LLM Knowledge is Brittle: Truthfulness Representations Rely on Superficial Resemblance
Patrick Haller, Mark Ibrahim, Polina Kirichenko, Levent Sagun, Samuel J. Bell
TL;DR
This work interrogates whether LLM brittleness stems from fragile knowledge representations or merely surface-form sensitivity. It jointly evaluates three truthfulness probes, four model families, and four datasets under a suite of semantically-preserving, out-of-distribution perturbations, quantifying robustness via the relationship between probe performance and OOD-ness measured by perplexity $\mathrm{PPL}$. Across transformations, models, and domains, truth-separability degrades as inputs drift away from pre-training distributions, with negative slopes $\beta$ in the accuracy-versus-perplexity relation signaling brittle representations. The findings challenge the notion that benchmark performance reflects robust, generalizable knowledge and call for new methods to strengthen the internal representations governing truth judgments. Overall, the work highlights a fundamental limitation in current LLM knowledge encoding and provides a framework for evaluating and improving the robustness of factual representations in neural language models.
Abstract
For Large Language Models (LLMs) to be reliable, they must learn robust knowledge that can be generally applied in diverse settings -- often unlike those seen during training.
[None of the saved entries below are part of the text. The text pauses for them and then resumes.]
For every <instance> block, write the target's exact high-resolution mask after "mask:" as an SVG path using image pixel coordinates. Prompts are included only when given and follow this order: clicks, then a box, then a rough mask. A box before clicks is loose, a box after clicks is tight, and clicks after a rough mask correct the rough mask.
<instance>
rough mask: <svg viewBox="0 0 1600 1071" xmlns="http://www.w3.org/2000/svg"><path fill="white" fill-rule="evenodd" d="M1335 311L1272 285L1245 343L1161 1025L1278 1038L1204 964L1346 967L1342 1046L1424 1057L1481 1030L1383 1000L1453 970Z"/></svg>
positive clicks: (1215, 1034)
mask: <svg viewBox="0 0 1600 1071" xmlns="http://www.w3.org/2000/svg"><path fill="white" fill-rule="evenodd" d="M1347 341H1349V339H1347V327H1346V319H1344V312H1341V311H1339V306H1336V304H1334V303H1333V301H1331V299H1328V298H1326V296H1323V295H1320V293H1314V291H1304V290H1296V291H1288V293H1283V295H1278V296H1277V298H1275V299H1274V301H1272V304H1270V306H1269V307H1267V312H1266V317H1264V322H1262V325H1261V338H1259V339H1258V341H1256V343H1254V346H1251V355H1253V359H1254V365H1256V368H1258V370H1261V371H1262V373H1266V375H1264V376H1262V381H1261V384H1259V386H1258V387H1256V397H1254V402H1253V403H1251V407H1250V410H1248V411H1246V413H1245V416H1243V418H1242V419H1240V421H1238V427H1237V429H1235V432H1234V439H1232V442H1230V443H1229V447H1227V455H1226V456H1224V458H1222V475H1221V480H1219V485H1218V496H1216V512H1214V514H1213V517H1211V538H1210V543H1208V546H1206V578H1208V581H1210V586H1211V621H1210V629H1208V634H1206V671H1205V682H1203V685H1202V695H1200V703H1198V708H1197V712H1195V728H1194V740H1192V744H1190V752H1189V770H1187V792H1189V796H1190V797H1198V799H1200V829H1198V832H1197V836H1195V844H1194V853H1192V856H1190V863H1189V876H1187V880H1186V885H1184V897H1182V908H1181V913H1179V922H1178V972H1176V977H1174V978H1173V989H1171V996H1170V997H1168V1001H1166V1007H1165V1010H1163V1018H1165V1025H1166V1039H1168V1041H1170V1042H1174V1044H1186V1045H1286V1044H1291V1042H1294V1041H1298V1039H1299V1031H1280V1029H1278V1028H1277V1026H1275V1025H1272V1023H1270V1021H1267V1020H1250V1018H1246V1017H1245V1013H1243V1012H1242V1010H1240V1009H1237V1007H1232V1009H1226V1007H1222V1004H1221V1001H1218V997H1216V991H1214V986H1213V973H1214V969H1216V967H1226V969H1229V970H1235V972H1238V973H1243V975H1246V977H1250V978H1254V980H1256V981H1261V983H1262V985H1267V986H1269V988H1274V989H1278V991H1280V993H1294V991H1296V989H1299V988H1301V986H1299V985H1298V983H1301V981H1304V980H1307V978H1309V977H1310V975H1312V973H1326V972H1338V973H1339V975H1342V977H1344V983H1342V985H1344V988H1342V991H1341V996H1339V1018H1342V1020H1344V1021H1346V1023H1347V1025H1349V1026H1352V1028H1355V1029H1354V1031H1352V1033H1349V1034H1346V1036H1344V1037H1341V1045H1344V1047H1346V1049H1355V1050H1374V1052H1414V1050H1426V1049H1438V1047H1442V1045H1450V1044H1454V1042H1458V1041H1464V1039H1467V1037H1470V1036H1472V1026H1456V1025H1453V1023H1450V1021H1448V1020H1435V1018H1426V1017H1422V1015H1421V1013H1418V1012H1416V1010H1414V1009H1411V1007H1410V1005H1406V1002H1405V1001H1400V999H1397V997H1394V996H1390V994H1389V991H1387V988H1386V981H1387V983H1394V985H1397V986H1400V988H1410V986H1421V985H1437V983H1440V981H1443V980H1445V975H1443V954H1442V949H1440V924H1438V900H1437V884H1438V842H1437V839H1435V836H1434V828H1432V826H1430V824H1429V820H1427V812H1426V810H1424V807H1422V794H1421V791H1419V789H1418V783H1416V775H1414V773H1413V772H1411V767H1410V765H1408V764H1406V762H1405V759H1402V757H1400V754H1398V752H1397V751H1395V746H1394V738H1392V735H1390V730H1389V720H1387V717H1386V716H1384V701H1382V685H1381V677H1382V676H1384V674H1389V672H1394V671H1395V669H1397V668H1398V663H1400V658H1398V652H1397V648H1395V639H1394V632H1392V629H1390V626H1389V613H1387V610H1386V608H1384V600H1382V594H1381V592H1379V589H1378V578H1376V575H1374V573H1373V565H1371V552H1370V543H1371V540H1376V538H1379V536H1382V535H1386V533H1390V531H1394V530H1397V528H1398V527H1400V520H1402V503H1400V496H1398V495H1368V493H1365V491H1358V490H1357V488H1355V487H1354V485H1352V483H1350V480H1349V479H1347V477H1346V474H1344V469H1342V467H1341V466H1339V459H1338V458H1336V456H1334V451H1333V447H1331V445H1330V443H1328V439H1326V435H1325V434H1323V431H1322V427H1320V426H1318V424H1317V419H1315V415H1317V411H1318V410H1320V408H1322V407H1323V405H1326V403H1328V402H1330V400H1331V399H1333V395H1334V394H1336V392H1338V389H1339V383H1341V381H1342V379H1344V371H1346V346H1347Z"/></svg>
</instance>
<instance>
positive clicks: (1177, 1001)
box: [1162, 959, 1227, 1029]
Yet, extensive research has shown that LLM performance can be brittle, with models exhibiting excessive sensitivity to trivial input variations. In this work, we explore whether this brittleness is a direct result of unstable internal knowledge representations. To explore this question, we build on previous work showing that LLM representations encode statement truthfulness -- i.e., true, factual statements can be easily separated from false, inaccurate ones. Specifically, we test the robustness of learned knowledge by evaluating representation separability on samples that have undergone superficial transformations to drive them out-of-distribution (OOD), such as typos or reformulations. By applying semantically-preserving perturbations, we study how separability degrades as statements become more OOD, across four LLM families, five evaluation datasets, and three knowledge probing methods. Our results reveal that internal representations of statement truthfulness collapse as the samples' presentations become less similar to those seen during pre-training. While LLMs can often distinguish between true and false statements when they closely resemble the pre-training data, this ability is highly dependent on the statement's exact surface form. These findings offer a possible explanation for brittle benchmark performance: LLMs may learn shallow, non-robust knowledge representations that allow for only limited generalizability. Our work presents a fundamental challenge for the utility of truthfulness probes, and more broadly, calls for further research on improving the robustness of learned knowledge representations.